When olive oil is too old and has oxidized, it is usually rancid. Rancidity is most commonly detected by taste, but a chemical test can also check for rancidity. The "rancimat" chemical method is mostly used for large industrial frying operations. Oil doesn't suddenly go rancid; it slowly becomes more oxidized and, as it does, the flavor suffers.
Different oils age at different rates. Some olive varieties make oil with more natural antioxidants which resist aging. These oils may be good for up to 3-4 years if properly stored in unopened containers. Other oils, particularly unfiltered oils, may be unpalatable in a year even if stored well.
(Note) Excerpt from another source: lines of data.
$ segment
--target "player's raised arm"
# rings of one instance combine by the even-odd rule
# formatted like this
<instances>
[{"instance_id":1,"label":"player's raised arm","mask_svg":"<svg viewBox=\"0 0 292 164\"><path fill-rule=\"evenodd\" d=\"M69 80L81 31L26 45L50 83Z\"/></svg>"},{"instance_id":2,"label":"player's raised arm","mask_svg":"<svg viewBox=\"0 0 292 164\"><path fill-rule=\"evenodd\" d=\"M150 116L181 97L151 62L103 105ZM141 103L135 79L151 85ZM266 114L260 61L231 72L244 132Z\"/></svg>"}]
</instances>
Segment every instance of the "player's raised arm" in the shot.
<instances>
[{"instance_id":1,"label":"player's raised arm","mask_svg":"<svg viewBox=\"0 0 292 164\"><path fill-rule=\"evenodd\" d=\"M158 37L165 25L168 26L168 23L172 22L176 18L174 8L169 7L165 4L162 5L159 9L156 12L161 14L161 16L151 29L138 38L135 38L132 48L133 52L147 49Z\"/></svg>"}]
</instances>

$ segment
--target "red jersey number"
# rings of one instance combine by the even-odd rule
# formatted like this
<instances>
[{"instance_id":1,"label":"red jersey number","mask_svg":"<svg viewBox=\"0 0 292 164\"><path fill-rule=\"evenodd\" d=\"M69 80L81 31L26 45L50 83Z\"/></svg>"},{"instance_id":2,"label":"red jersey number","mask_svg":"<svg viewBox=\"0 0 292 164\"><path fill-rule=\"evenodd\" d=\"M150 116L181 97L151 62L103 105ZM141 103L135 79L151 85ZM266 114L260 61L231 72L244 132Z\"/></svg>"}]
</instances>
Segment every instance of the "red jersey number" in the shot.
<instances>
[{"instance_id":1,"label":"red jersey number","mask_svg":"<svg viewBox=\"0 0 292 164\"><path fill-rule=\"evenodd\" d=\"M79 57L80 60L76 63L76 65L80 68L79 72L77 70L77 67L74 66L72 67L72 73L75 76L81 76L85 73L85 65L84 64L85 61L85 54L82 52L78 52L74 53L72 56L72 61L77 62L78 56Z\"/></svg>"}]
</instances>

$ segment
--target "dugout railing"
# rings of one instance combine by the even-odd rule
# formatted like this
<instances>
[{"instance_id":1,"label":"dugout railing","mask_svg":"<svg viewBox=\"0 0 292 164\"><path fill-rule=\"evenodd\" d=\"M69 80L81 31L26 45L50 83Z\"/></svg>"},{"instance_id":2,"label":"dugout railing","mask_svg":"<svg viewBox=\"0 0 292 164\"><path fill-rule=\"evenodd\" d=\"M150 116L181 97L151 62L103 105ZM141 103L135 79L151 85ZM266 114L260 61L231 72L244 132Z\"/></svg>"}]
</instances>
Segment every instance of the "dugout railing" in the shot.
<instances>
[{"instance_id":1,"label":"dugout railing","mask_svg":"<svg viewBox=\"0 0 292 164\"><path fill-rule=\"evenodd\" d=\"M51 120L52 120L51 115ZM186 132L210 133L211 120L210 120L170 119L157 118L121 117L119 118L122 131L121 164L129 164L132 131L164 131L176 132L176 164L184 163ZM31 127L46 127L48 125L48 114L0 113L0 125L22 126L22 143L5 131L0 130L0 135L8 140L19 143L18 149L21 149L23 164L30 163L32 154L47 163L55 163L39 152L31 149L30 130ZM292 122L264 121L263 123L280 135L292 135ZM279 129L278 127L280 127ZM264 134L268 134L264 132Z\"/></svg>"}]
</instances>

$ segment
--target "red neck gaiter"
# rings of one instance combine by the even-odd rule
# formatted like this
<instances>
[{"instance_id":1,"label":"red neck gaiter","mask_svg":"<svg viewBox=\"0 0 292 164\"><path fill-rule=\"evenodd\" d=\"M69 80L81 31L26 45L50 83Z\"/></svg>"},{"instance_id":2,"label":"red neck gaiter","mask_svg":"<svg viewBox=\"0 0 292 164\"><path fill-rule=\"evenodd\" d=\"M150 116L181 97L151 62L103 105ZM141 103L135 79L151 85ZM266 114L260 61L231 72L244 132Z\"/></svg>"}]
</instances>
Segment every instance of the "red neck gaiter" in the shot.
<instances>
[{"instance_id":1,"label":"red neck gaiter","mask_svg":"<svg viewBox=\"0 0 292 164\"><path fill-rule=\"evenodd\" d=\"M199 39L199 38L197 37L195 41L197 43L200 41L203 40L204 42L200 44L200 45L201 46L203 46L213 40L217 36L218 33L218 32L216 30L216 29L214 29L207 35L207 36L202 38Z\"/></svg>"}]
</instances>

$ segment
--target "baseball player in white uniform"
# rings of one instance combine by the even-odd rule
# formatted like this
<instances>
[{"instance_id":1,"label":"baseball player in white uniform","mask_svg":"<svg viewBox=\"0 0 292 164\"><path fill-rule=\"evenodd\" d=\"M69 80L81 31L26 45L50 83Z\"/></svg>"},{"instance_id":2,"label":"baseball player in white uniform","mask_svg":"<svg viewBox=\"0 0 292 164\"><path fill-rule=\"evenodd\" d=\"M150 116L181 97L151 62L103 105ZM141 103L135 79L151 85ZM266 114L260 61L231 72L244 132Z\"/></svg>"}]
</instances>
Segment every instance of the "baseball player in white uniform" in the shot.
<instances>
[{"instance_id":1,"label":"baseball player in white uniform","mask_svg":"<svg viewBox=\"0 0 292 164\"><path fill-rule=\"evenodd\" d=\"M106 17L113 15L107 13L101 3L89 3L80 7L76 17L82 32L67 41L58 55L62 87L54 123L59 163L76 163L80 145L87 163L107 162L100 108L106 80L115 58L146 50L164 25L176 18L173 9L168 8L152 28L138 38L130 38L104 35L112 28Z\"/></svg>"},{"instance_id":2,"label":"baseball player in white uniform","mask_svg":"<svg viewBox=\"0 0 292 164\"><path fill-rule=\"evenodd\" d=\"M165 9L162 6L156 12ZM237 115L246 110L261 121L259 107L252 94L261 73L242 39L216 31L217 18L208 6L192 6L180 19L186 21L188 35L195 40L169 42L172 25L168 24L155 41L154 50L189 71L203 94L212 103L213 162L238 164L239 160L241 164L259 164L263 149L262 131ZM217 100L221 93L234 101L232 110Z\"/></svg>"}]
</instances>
A two-year old olive oil may taste rancid to some, while others don't mind it. Most people would be put off by the taste of any vegetable oil more than 4-5 years old. Rancid oil has fewer antioxidants but is not poisonous. A good percentage of the world's population routinely eat rancid oil because of lack of proper storage conditions and some actually prefer the taste. In historical times olives which had dropped to the ground or which may have spoiled were made into olive oil which was stored in open-mouthed earthenware vats. Practices like these encouraged rancidity. People have come to expect non-rancid oil in the past 50 years because of chemical refining and better production and storage methods.
Fatty acids are oxidized by one of the following mechanisms:
1. "Auto-oxidation" occurs in the absence of air by reactive oxygen species or "free radicals". It is temporarily prevented by natural anti-oxidants in the oil which absorb these free radicals. When the antioxidants are used up, the oil ages quickly.
2. Photo-oxidation occurs when a double bond interacts with singlet oxygen produced from O2 by light. This can be 30,000 times faster than auto-oxidation.
3. Enzymatic peroxidation. lipoxygenase and cyclooxygenase enzymes are naturally found in plants and catalyze reactions between oxygen and polyunsaturated acids.